O grupo sublinhou que soluções reais exigem legislação ousada para defender o direito universal à habitação. Isto vai além de prolongamentos temporários de contratos e inclui regulações do mercado que alinhem o acesso com o poder de compra dos trabalhadores, impedindo que as rendas consumam uma parte desproporcionada dos rendimentos e permitindo uma vida digna.

Embora o sindicato não disponha do seu próprio stock habitacional e não possa fornecer novas unidades por si só, comprometeu-se a ouvir casos individuais, fornecer orientação e promover ação coletiva. Ao identificar padrões comuns, detetar potenciais abusos e trocar ferramentas práticas, as pessoas afetadas podem passar de lutas isoladas para respostas comunitárias fortes.
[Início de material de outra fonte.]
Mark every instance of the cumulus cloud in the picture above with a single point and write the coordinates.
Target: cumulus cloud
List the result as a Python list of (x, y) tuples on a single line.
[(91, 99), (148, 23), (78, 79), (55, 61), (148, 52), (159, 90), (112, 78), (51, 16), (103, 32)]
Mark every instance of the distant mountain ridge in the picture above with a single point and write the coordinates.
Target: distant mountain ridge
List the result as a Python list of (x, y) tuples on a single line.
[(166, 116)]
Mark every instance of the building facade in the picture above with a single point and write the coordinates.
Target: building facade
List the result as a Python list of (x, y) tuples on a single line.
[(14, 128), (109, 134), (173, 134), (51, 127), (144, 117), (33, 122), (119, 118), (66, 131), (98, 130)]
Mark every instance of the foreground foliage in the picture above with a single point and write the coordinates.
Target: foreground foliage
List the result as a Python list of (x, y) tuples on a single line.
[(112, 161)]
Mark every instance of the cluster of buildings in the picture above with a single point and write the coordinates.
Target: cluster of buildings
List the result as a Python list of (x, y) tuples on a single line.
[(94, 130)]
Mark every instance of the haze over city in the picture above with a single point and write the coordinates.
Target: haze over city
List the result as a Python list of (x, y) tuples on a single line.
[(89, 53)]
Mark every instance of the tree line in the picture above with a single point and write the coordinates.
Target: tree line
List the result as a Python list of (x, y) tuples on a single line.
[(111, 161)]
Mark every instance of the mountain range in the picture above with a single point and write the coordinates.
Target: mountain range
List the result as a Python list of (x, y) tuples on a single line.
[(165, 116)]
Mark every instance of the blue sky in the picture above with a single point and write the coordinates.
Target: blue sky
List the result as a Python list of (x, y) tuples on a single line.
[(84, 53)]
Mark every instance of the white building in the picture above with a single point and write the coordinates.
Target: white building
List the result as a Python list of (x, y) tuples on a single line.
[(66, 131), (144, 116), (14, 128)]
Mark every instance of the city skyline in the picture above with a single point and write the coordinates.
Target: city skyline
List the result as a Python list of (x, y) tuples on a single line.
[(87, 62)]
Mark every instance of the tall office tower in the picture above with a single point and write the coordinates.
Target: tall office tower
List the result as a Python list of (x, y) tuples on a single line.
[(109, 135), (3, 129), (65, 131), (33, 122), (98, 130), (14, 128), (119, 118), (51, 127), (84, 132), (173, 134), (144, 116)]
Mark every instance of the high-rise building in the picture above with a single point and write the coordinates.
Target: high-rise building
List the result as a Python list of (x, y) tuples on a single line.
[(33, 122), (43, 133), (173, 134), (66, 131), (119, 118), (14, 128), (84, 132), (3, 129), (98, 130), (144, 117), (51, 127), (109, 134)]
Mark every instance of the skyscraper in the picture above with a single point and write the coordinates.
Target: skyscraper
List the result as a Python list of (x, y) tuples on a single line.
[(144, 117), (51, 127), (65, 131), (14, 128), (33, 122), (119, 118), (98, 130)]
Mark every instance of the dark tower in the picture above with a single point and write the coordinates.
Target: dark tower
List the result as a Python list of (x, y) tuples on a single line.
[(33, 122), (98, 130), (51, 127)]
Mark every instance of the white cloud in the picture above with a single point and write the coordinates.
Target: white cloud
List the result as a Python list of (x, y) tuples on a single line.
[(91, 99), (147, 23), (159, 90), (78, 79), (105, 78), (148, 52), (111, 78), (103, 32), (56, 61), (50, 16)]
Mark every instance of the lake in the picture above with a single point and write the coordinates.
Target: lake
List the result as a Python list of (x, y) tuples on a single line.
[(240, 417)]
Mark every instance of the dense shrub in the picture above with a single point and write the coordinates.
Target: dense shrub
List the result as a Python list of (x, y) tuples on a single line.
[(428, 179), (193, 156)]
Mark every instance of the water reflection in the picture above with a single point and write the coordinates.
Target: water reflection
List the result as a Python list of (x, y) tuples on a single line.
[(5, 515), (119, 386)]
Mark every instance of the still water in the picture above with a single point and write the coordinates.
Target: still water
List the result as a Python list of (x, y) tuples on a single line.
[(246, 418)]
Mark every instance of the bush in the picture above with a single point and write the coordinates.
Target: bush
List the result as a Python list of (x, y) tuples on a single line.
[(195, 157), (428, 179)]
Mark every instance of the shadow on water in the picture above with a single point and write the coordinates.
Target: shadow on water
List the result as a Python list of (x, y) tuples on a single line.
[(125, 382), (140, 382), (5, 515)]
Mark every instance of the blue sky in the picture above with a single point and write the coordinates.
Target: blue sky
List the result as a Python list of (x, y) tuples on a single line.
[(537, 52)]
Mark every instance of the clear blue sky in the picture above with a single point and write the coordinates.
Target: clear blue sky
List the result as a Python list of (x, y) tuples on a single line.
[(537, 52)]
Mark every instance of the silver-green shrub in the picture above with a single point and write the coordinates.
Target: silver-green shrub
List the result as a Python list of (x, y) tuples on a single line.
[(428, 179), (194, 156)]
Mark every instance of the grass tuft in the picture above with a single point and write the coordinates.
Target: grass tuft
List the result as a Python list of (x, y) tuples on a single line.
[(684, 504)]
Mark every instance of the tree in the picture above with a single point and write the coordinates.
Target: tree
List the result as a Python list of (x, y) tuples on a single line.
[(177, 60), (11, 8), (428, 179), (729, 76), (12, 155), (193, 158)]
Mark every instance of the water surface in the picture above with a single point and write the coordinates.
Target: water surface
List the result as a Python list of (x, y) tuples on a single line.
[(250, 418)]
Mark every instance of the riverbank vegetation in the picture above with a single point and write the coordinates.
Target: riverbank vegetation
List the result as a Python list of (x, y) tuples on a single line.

O apelo dirige-se especificamente aos titulares de contratos de arrendamento assinados a partir de 2022 que se aproximam do fim, instando-os a reportar incertezas cedo para uma prevenção coordenada de emergências plenas. O sindicato incentivou a disseminação da mensagem a familiares, vizinhos ou colegas em situações semelhantes, notando que, quando várias famílias enfrentam isto, deixa de ser um problema privado para se tornar uma questão política coletiva.

Superar o isolamento individual, argumentou o comunicado, liberta o poder coletivo necessário para conquistar mudanças efetivas nos direitos habitacionais.